Ken Morrish, a friend and one of our favorite fly tyers, once said that “tying flies is a great way to round out the sport”. We couldn’t agree more. Of course, to the beginning tyer, there may be better spatial metaphors than “rounding out”… perhaps “bottomless” would be fitting to the tyer who is just coming to terms with the lengthy list of tools and materials and terminology and techniques required. Or perhaps “plateau” would be most accurate for the tyer who seems to be unable to take it to the next level. Regardless of where you are in your tying journey, take heart. This list is for you!
Spoiler alert: despite your best efforts “perfection” might be a distant point on the horizon. Sometimes, however, fish care far less than tyers do about how well a pattern is tied. Don’t be afraid to fish flies that don’t look like they didn’t come out of the bin at your local shop.

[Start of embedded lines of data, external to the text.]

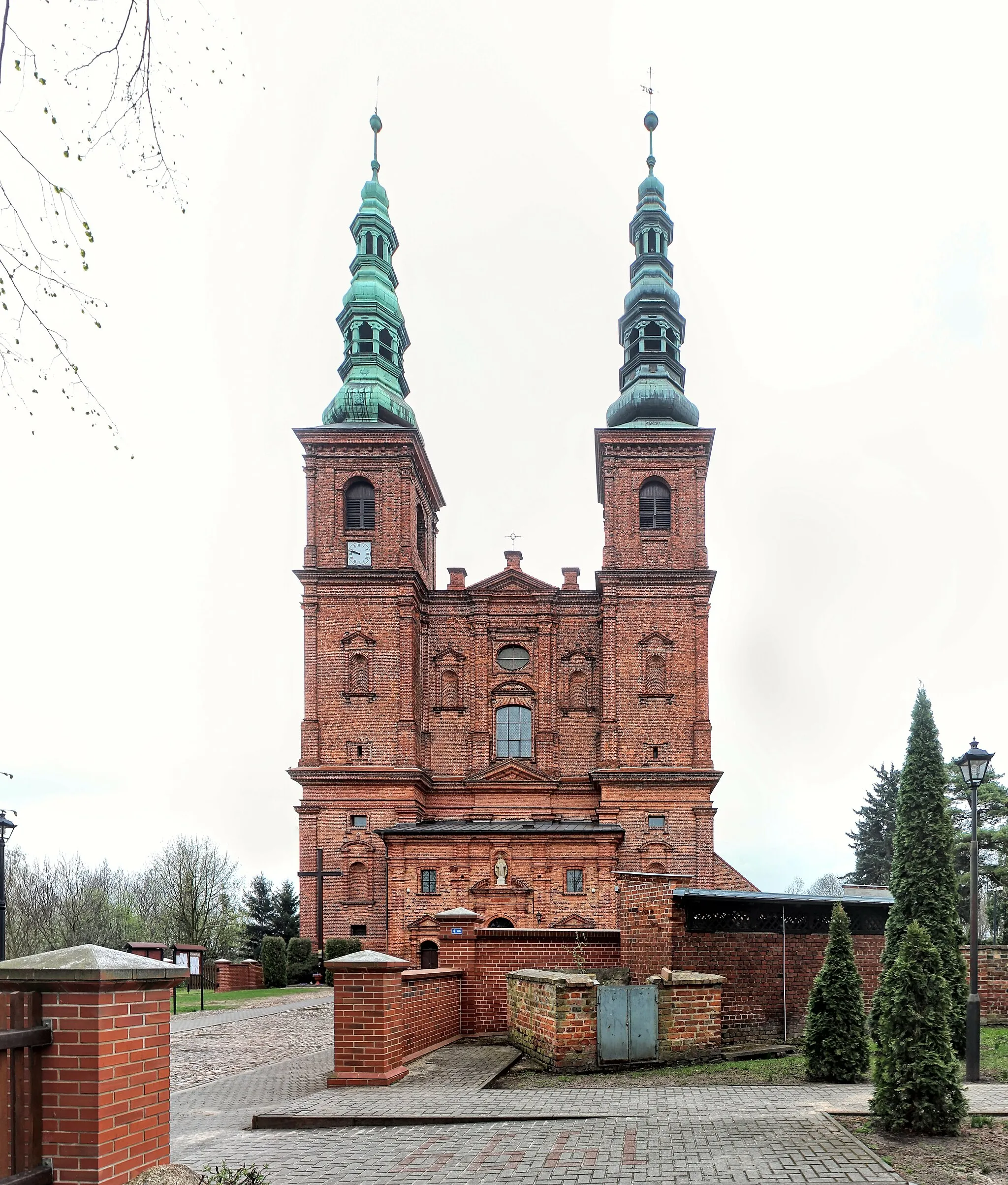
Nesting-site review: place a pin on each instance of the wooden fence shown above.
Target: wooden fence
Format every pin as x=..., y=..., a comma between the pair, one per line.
x=23, y=1038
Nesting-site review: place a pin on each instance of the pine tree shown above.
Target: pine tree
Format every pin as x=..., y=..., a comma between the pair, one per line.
x=274, y=958
x=258, y=903
x=837, y=1037
x=917, y=1075
x=923, y=880
x=286, y=920
x=872, y=838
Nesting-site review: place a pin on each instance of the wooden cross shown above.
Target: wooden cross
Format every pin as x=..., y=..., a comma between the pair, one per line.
x=319, y=876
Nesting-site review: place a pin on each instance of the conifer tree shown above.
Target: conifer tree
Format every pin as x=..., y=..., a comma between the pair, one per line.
x=837, y=1037
x=917, y=1075
x=286, y=920
x=872, y=838
x=258, y=904
x=923, y=880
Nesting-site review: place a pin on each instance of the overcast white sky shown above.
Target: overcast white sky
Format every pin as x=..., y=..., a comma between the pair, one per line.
x=838, y=181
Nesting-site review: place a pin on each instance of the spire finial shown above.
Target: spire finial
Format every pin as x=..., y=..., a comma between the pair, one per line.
x=651, y=121
x=376, y=127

You’ll learn a ton about what fish do and don’t seem to care about, and this will make you a better (and more relaxed) tyer.
If you ever go to a fly tying expo or a demonstration at a local shop you’ll notice that most of those in attendance are seasoned tyers. You know why? Because a) they love the craft and b) they have found that there is always something new they can learn by watching other tyers. The best tyers we know are always tuning in to watch each other and learn (granted, heckling may be more of the driving force than education….). Fly tying tutorials are all over YouTube and can be a quick an easy way to learn a new trick. Watch and subscribe to these popular channels.

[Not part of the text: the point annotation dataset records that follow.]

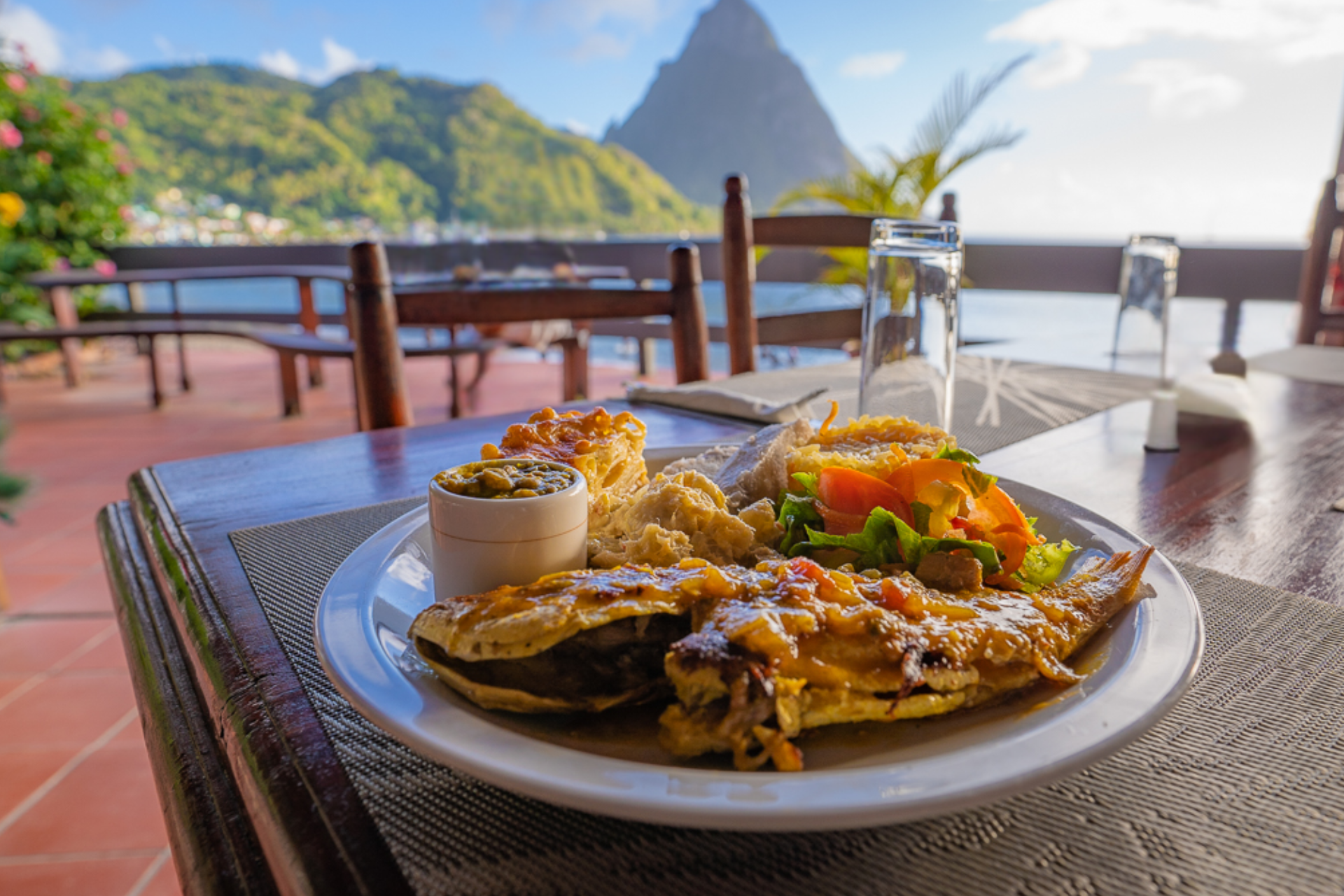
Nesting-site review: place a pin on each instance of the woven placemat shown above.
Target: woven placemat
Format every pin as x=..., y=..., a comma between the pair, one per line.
x=1240, y=790
x=996, y=402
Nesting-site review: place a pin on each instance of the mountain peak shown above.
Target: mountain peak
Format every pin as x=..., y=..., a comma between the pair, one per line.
x=733, y=102
x=732, y=26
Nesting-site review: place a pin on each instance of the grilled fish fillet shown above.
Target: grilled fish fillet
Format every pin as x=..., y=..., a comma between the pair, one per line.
x=756, y=656
x=573, y=641
x=816, y=648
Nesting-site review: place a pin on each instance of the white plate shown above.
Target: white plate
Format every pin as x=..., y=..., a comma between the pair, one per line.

It is worthwhile to tie a fly just like _____ (insert your most admired tyer here), or buy a few bugs from the shop and try to replicate them perfectly. But there is always room to tinker with a pattern. Even the most hallowed patterns should be viewed as a guideline or a starting point. From there, add a soft hackle collar, a hot spot, different colors of legs, a different shape of hook, more weight, less weight, a bead head, a longer wing, a shorter wing….
Every tyer has strengths and weaknesses. Put together a group of friends or join a tying club through your local shop. You will learn a ton from watching someone else and mimicking what they are doing. You will also be able to show off your strengths and teach others. Worst case scenario, you get to hang out with some friends, have a beer and tell fishing stories.
Runners will tell you that signing up for a race is essential to committing to the training for your first race. Anything you can do to commit yourself to tying will help. Commit to tying a fly a day for a year or decide to only fish flies that you’ve tied. Anything that you can do to spend more time at the bench will ultimately pay off.